Per Francesco D’Onofrio, presidente dei senatori dell’Udc, la battaglia non è conclusa, e promette il suo impegno quando il provvedimento sui cognomi arriverà in aula. «Non è una battaglia politica – spiega ad Avvenire – ma culturale: è un attacco alla famiglia anche se passa per una picconata al patriarcato».
Ma Alfredo Mantovano di Alleanza Nazionale intravede dietro la norma un disegno distruttivo: “L’ansia di picconare la famiglia non arriva ancora a far partorire al governo un disegno di legge sui pacs. Ma non impedisce a governo e maggioranza di mandare avanti la proposta sui cognomi, nella direzione di annullare tutto ciò che, con riferimento alla famiglia, ha storia e radici. Se ai figli potrà essere dato alternativamente il cognome del padre, quello della madre, o entrambi, e’ certo che nel giro di 3- 4 generazioni verra’ meno la continuita’ familiare, cioe’ un elemento basilare per l’identità comunitaria. Non sono soltanto le radici cristiane che la sinistra vuole estirpare, ma anche le radici naturali, a cominciare da quella familiare. L’attenzione critica verso questa proposta sbagliata deve essere la stessa che verso i pacs!“.
Perché, senatore, considera il provvedimento un nuovo attacco alla famiglia?
Qui non è in gioco l’eguaglianza tra genitori, ma l’equilibrio fra famiglia e figli. Mi chiedo: la famiglia è una formazione sociale dotata di una propria specifica autonomia e copertura costituzionale, come onestamente si deve ritenere o no?

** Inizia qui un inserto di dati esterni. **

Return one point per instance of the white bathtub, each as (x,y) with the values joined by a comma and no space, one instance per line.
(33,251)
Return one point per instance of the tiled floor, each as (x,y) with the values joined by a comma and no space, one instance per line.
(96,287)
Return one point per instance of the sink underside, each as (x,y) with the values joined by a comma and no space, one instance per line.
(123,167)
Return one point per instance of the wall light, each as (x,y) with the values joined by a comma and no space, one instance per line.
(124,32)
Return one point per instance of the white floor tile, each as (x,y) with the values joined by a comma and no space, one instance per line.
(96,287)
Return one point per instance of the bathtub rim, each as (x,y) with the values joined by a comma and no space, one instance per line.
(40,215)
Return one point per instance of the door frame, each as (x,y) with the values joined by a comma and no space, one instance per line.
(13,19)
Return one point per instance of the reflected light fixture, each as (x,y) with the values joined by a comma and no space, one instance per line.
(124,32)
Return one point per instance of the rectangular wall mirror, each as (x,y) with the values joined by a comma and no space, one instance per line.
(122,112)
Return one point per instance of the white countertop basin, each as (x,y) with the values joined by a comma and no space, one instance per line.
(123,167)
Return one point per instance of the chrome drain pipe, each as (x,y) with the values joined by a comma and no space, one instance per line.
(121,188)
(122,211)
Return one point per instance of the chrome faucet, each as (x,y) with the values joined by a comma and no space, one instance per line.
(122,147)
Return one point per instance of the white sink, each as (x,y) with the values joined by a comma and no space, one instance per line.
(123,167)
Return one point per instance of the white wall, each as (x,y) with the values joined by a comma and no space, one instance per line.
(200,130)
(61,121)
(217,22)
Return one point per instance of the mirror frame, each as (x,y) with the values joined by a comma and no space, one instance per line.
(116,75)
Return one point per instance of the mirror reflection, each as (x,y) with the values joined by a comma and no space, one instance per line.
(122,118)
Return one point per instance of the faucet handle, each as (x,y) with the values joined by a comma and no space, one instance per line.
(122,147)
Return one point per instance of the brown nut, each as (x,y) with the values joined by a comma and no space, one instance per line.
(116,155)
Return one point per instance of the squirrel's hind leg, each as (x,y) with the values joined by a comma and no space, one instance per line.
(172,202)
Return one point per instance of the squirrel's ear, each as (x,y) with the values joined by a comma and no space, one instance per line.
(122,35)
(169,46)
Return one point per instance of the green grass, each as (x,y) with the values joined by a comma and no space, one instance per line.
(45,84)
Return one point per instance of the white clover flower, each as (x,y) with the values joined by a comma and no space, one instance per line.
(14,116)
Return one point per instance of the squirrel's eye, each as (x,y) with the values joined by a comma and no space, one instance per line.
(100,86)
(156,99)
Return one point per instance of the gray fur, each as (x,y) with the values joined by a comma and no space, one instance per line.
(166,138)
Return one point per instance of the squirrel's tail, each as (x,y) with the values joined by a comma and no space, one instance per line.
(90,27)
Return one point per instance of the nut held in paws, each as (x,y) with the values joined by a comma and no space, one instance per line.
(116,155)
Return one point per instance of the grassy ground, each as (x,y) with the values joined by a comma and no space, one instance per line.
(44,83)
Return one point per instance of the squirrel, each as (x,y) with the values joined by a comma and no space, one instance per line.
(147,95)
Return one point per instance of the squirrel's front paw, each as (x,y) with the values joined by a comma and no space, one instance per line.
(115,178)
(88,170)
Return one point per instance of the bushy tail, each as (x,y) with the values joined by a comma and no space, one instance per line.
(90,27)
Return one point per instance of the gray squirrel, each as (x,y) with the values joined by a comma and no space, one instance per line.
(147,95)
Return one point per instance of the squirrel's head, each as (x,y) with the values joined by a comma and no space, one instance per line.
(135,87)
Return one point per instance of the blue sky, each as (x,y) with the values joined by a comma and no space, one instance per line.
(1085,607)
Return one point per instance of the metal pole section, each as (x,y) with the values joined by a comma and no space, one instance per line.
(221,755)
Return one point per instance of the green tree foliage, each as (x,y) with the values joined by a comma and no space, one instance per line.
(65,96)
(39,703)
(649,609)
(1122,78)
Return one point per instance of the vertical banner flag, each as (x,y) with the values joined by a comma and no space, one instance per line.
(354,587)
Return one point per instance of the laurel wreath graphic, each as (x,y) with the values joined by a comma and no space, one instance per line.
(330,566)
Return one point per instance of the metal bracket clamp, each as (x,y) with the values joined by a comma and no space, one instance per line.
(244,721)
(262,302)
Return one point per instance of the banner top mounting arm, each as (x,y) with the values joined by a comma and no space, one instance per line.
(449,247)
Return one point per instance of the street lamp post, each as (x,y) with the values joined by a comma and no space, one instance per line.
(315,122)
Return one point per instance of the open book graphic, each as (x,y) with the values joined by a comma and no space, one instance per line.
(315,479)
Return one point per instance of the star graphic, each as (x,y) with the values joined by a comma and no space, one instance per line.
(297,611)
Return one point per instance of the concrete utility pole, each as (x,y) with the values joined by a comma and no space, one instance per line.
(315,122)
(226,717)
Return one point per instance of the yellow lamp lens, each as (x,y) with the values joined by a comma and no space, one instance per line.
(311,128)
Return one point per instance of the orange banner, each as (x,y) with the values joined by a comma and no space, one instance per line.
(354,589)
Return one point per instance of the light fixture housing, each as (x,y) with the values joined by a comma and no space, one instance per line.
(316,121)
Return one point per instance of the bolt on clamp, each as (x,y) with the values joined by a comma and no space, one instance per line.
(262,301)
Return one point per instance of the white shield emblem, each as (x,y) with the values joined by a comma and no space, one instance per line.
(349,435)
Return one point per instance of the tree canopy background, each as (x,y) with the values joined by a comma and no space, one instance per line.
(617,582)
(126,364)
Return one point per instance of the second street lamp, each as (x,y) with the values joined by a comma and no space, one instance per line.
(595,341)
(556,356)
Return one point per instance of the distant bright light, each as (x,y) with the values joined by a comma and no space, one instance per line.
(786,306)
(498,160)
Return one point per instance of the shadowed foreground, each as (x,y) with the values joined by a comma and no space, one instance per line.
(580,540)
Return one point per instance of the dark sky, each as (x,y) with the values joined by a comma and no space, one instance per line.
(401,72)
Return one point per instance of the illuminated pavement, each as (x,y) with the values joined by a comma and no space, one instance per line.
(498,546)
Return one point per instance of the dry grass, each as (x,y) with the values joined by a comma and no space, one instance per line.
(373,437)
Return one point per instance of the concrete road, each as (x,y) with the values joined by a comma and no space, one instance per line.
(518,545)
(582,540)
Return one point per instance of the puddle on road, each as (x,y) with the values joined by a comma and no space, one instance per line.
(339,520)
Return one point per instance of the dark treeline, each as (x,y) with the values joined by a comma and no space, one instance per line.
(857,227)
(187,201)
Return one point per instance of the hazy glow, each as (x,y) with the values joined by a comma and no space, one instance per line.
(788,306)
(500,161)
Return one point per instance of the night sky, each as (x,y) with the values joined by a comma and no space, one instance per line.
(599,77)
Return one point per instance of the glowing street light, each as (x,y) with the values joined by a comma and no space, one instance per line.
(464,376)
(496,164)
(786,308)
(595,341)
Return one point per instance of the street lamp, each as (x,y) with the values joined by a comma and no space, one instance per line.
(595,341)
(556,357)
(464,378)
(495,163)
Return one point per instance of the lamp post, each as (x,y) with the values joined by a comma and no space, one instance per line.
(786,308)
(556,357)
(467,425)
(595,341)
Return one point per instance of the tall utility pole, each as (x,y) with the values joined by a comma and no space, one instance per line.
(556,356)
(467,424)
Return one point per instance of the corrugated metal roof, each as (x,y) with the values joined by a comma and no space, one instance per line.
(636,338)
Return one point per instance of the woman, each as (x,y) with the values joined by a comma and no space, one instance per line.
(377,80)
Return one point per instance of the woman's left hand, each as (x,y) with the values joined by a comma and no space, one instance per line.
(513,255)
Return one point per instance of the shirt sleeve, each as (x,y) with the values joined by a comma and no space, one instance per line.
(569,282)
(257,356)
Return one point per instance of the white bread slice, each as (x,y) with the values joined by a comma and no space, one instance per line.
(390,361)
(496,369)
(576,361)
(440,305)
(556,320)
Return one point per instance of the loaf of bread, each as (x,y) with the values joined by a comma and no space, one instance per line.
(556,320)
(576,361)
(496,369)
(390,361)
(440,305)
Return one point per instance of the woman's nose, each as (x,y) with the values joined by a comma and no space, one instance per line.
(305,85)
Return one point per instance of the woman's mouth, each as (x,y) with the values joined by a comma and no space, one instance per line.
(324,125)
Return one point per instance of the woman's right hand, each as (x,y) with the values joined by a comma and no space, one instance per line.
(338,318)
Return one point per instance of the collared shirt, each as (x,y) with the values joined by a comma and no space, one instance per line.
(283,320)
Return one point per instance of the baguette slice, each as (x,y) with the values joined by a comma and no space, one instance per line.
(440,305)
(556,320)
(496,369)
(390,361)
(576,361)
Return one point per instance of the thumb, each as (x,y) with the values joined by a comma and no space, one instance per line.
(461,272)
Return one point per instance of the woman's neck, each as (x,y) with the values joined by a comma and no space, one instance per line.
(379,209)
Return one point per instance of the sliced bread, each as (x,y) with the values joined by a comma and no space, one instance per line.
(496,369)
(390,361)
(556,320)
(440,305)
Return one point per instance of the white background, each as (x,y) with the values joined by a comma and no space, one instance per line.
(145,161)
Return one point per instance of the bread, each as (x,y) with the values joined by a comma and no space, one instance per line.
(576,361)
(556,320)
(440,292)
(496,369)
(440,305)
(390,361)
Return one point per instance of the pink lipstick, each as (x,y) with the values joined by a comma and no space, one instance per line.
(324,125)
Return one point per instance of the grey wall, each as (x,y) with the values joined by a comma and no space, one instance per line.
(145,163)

Esiste la famiglia o solo i genitori e i singoli figli? Ho presentato in commissione emendamenti che prevedono che ognuno dei coniugi aggiunga al proprio cognome quello dell’altro e che i figli abbiano il doppio cognome perché sono i figli di entrambi i genitori, proprio perché la famiglia ha una propria specifica identità.
In che modo questa individualità verrebbe meno?
Se con la disciplina che si intende adottare la scelta del cognome diventa quasi casuale, evidentemente non è più una questione di uguaglianza dei sessi o di affermazione finalmente di parificazione della donna al marito. Il timore è che le decisioni adottate in commissione servono a distruggere l’entità collettiva famiglia ritenendo che non sia un soggetto collettivo, una formazione sociale, ma un insieme di singole persone. Vale a dire una mera sommatoria di individui. Al momento della Costituente i cattolici furono portatori di un’idea di società intermedia costituita dai comuni e dalla famiglia, cioè come cellule poste tra il cittadino e lo Stato. La distruzione dell’autonomia comunale si chiama statalismo, la distruzione della famiglia si chiama individualismo. Se disconosco l’esistenza della famiglia come soggetto collettivo, opero nel senso di considerare la famiglia come un assemblaggio casuale di singoli. Quello che stiamo facendo adesso con i cognome dei figli anticipa di fatto la famiglia come aggregazione civile. È l’affermazione definitiva che la famiglia è un mero assemblaggio di persone, come le unioni di fatto.
Quindi la questione è culturale prima che giuridica.
È in gioco la natura patriarcale della famiglia che deriva dal diritto romano ed è quindi più antica del Cristianesimo. Questa natura patriarcale può essere contrastata con il principio di uguaglianza che nella Costituzione è prevista ed io la condivido.
Lei è contro la famiglia patriarcale?
Capisco che la moglie mantenga il proprio cognome e, se vuole, aggiunga quello del marito, capisco anche che il figlio non abbia soltanto il cognome del padre previsto per legge o per consuetudine, ma che prenda i due cognomi. Questa allora è una famiglia non patriarcale, ma basata sull’eguaglianza, ed io mi batto perché si superi definitivamente la concezione patriarcale, e questo mi accomuna agli altri. Anche la distinzione tra figli legittimi e naturali può essere superata, ma mi chiedo: il matrimonio cos’è, se non l’atto costitutivo di una società diversa dalle singole persone?
Il provvedimento quindi non è solo contro la concezione patriarcale.
Nella facciata sì, ma di fatto è contro anche quella egualitaria. È presentato come una vittoria contro la famiglia patriarcale di tradizione romanistica, ma considera la famiglia un assemblaggio di singoli, così come la concepiscono i sostenitori dell’unione civile. Se la famiglia scompare anche rispetto ai figli, cosa la distingue più da una unione civile? Insomma, con la famiglia nasce un diritto all’identità del figlio o no? E questi è figlio della famiglia, di se stesso o di un singolo genitore? Allora occorre rispondere, ed è questa la battaglia culturale, a un’idea di progresso inteso come abbattimento di tutte le formazioni intermedie.
«Se passa quella proposta genitori e figli potranno regolarsi ciascuno a modo suo. E l’unità del nucleo?»